Of course, pac-man has a nemesis: the ghosts! 8 leaders were sent around the maze, each draped in a sheet of some kind. When caught by a ghost, kids had to drop any balls they’d collected and follow the ghost to the “prison” in a large open space at the centre of the maze. Kids were free to collect balls in any section of the maze, not just near their home base, but the farther they roamed, the higher the risk of getting caught.
The prison was run like many we’ve run before and since – kids were required to do all sorts of random things to get free and return to the action. Sometimes they had to sing silly songs, or do silly dances, or perhaps provide profuse flattery to the leader in charge!
And there you have it – a very simple game. Easy to set up, easy to teach, easy to run. No bizarre rules to explain (or get confused), no weird supplies to locate. Running it as a night game meant the balls weren’t too simple too find, and made the ghosts more ghostly.
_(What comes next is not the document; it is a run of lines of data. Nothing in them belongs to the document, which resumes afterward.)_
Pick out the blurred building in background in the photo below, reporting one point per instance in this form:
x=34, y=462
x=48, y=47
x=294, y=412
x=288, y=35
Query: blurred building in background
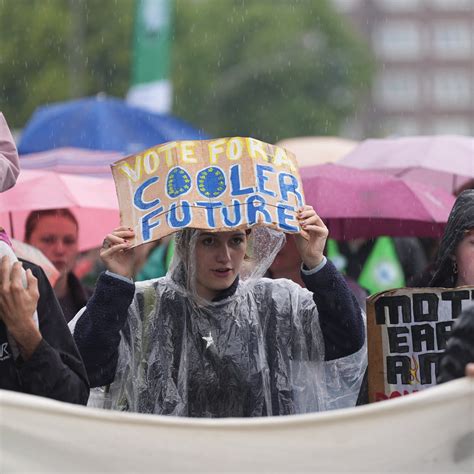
x=425, y=66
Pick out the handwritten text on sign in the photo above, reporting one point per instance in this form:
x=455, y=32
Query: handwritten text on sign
x=211, y=184
x=407, y=334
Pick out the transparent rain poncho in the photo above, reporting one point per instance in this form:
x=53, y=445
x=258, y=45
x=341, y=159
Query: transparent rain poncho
x=256, y=351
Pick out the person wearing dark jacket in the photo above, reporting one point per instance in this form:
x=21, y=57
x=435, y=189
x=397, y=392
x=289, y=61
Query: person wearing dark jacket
x=460, y=348
x=37, y=353
x=47, y=362
x=455, y=262
x=214, y=339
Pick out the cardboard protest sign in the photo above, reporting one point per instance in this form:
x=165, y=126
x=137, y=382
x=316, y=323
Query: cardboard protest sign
x=407, y=333
x=208, y=184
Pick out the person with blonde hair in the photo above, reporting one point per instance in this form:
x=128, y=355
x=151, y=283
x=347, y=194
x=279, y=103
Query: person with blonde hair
x=213, y=338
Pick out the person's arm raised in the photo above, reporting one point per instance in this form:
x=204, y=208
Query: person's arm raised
x=339, y=313
x=97, y=331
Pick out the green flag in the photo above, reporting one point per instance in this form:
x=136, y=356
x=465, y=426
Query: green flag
x=382, y=270
x=151, y=85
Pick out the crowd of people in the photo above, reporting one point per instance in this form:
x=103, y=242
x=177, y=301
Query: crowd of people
x=244, y=323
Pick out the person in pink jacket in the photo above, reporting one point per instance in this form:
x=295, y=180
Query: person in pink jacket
x=9, y=162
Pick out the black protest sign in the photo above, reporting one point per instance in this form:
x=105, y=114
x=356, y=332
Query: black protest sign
x=407, y=333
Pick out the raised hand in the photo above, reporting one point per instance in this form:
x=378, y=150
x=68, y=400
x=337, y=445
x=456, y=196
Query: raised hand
x=312, y=238
x=116, y=253
x=18, y=303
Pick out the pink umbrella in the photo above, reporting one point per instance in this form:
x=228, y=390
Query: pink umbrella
x=92, y=200
x=72, y=160
x=445, y=161
x=359, y=203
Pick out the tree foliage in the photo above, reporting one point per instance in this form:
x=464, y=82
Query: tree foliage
x=265, y=68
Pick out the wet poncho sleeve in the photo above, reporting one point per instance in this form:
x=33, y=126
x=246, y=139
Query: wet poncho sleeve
x=340, y=316
x=97, y=331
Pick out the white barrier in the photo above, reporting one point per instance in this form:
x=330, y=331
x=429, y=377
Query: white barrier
x=430, y=431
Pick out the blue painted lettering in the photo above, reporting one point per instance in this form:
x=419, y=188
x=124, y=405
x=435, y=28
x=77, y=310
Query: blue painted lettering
x=289, y=184
x=146, y=225
x=236, y=182
x=172, y=216
x=178, y=182
x=237, y=214
x=138, y=197
x=211, y=182
x=256, y=210
x=262, y=179
x=283, y=217
x=209, y=206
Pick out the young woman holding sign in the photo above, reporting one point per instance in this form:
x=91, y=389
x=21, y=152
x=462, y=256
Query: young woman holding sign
x=215, y=339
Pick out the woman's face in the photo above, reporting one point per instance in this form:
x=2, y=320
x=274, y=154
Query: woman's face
x=219, y=257
x=465, y=260
x=56, y=237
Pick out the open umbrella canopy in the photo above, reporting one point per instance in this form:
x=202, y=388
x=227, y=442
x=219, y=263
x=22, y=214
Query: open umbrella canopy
x=92, y=200
x=72, y=161
x=445, y=161
x=311, y=151
x=358, y=203
x=101, y=123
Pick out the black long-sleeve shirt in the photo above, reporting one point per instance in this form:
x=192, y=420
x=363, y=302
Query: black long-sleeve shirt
x=55, y=369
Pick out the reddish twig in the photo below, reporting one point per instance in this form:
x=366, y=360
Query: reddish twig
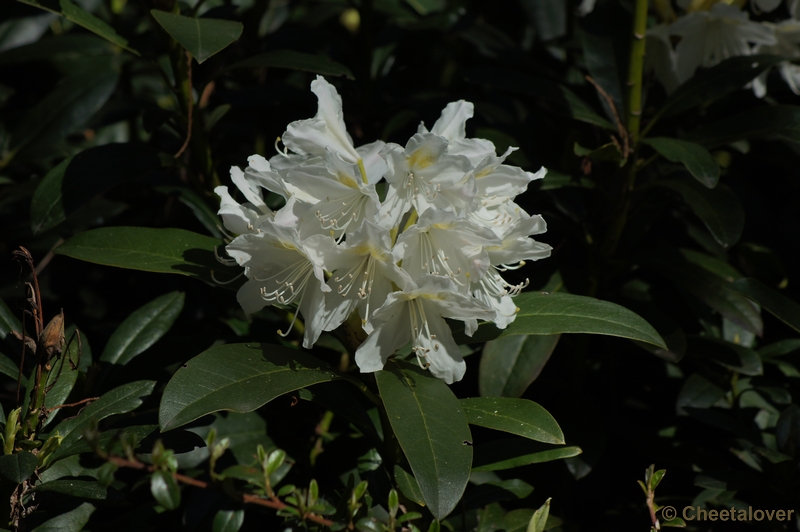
x=273, y=502
x=623, y=133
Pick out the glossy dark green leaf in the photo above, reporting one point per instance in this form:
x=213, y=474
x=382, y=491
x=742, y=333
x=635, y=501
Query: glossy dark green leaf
x=510, y=364
x=775, y=122
x=318, y=64
x=719, y=209
x=709, y=288
x=84, y=489
x=726, y=354
x=228, y=521
x=117, y=401
x=199, y=207
x=408, y=485
x=153, y=250
x=165, y=490
x=697, y=160
x=238, y=377
x=508, y=454
x=202, y=37
x=78, y=179
x=17, y=467
x=556, y=313
x=432, y=430
x=539, y=87
x=8, y=367
x=69, y=106
x=62, y=51
x=776, y=303
x=698, y=392
x=144, y=327
x=82, y=18
x=517, y=416
x=713, y=83
x=72, y=521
So why was this game so popular? Why is it still remembered so fondly, 5 years after the fact?
I think there are two main reasons.
1) It captured imaginations
Most people have played the computer game Pac Man. It was easy to relate the simple elements of the game we were playing to the computer game they remembered – making the whole thing seem much more sophisticated than it actually was. We weren’t running around collecting balls and avoiding leaders – we were in a computer eating dots and fleeing from ghosts!
2) Location, location, location
This game only worked because we were running around an old maze. Without those walls, the idea of being in the computer game falls apart. By creating a game that worked with the unique location available to us, we were able to make the game more than a game. It was a special game, one that is forever associated in all our minds with that location.
So why tell you this? I assume it’s unlikely you’ll be running night games in your own abandoned maze any time soon. If you do have access to a maze for night games, keep Human Pac-Man in mind! For the rest of you, though, consider those two points when preparing games for your own events.
Capture Imaginations – instead of running complex games, use simple games with easily understood rules, and make them interesting with a great story.
Location – make the most of the location you have. Choose, or create, games that engage with the environment they’re played in.